This is a slightly longer version of an article I published in the Times Higher last month about curiosity:
Our ancient myths and religions are full of cautionary tales about curiosity. Pandora, Daedalus, Psyche, Orpheus, Adam and Eve, Lot’s wife – all succumbed to a curiosity that turned out to be calamitous. St Augustine, castigating himself for being waylaid from prayer by the tantalising sight of a dog running after a rabbit or a lizard catching flies, condemned curiosity as a “vain inquisitiveness” and a “diseased craving”. Even during the scientific revolution of the seventeenth century, when curiosity was finally transformed from a vice to a virtue, its advocates admitted it could be a voracious beast if left unchecked and not channelled into worthy ends. Thomas Hobbes called it “a Lust of the mind” that “exceedeth the short vehemence of any carnall Pleasure”.
The modern university has inherited this ambivalence about curiosity. We recognise that all intellectual work begins with it. But we still retain St Augustine’s misgivings about directionless curiosity. No longer a sinful distraction from religious devotion, it has become a sinful distraction from the delivery of measurable outputs and impacts. Higher education ministers and university managers tend to see knowledge in terms of targets they have set rather than potential they cannot yet quantify. The non-linear logic of curiosity confuses them.
Even as an argument for relating academic knowledge to economic productivity, this makes little sense. As Ian Leslie argues in his book Curious (2014), humans owe their success as a species to the fact that they evolved large brains with huge memories, which meant that, rather than finding things out when they needed to, like other animals, they could amass knowledge that might be helpful later on. In a complex, fast-evolving world, it is even harder to know in advance what kinds of learning will be useful. So we need more than ever to be willing to undertake speculative intellectual ventures, to fasten on the unusual and serendipitous and see where it takes us. The priceless value of free-ranging curiosity explains the paradox, as Leslie puts it, that “the more we chase the goal of efficient education, the further it recedes”.
The strongest disincentive to curiosity is the fear of failure. If I were a vice-chancellor, I would argue that one of my university’s roles would be to remove this disincentive and to give people the permission to be curious, and I would promote this as an effective medical intervention into the mental health of my students, staff and the public. Depression is, among other things, a blocking off of our natural curiosity about the world, a turning inward against life, interest and meaning. No anti-depressant has ever worked as well for me as the healing power of rekindled curiosity. “Curious” derives from the Latin cura, from which we also get both “cure” and “care”. That is what curiosity is: a curative for self-absorption and despair, and a way of caring about the world and laying down roots within it. As Alberto Manguel writes in his recent book on the subject, curiosity is “a means of declaring our allegiance to the human fold”.

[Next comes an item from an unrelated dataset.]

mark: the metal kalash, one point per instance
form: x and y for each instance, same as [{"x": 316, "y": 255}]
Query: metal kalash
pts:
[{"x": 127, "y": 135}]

The great disappointment of the internet is that it has not yet fulfilled its potential to encourage this kind of sustained, immersive curiosity. One of our tasks as lecturers is to persuade the post-internet generation that intellectual life involves not the click of a mouse but hard thinking and blind alleys, and that the best way of finding something out might be to persevere beyond the purely instrumentalist search for information into the creative confusions of curiosity. The online world also tends to gravitate to extremes – either an echo chamber of likeminded souls retweeting and favouriting each other, or those below-the-line debates full of suffocating earnestness and pointless anger. Curiosity avoids such polarised certainties. It is intrinsically open-hearted and gentle, interested in relating to others but appreciative of their otherness. The best compliment you can pay someone is not to shower them with hyperbolic praise but simply to be curious about what they say and do. “Attention,” wrote the French philosopher and mystic Simone Weil, “is the rarest and purest form of generosity.”
Curiosity is life and hope in cerebral form. It exists in all animals, from the kitten with a ball of string to the monkey who will edge nervously towards a snake because its intense fear is still not as powerful as its curiosity. In The Act of Creation (1964), Arthur Koestler argued that this universal “exploratory drive” is not just intended to support biological needs like finding food or having sex but is a self-rewarding end in which “the motivation for learning is to learn”. Curiosity is a condition of all conscious life, but especially of human life. Edward O. Wilson, whose ground-breaking insights in sociobiology have emerged out of a curiosity-driven, career-long study of the lowly ant, uses the term “biophilia” to describe this innate human interest in other forms of life. It is our life-loving curiosity that allows us, he writes, “to spend a lifetime in a magellanic voyage around the trunk of a single tree”.
Curiosity is rather like a bit of Japanese knotweed which can grow, wildly and ungovernably, in the most inhospitable circumstances. If scientific curiosity could flourish in the seventeenth century, when Puritan preachers like Thomas Brooks were busily condemning it as “the spiritual Adultery of the soul”, it can surely survive in today’s university, where people are still managing to carve out the time and space to take intellectual risks and be creatively diverted. It may feel as if the incurious satisficers, who only want data to be mongered and boxes to be ticked, are ruling over our benighted present. No matter. The future will belong to whom it has always belonged: the curious.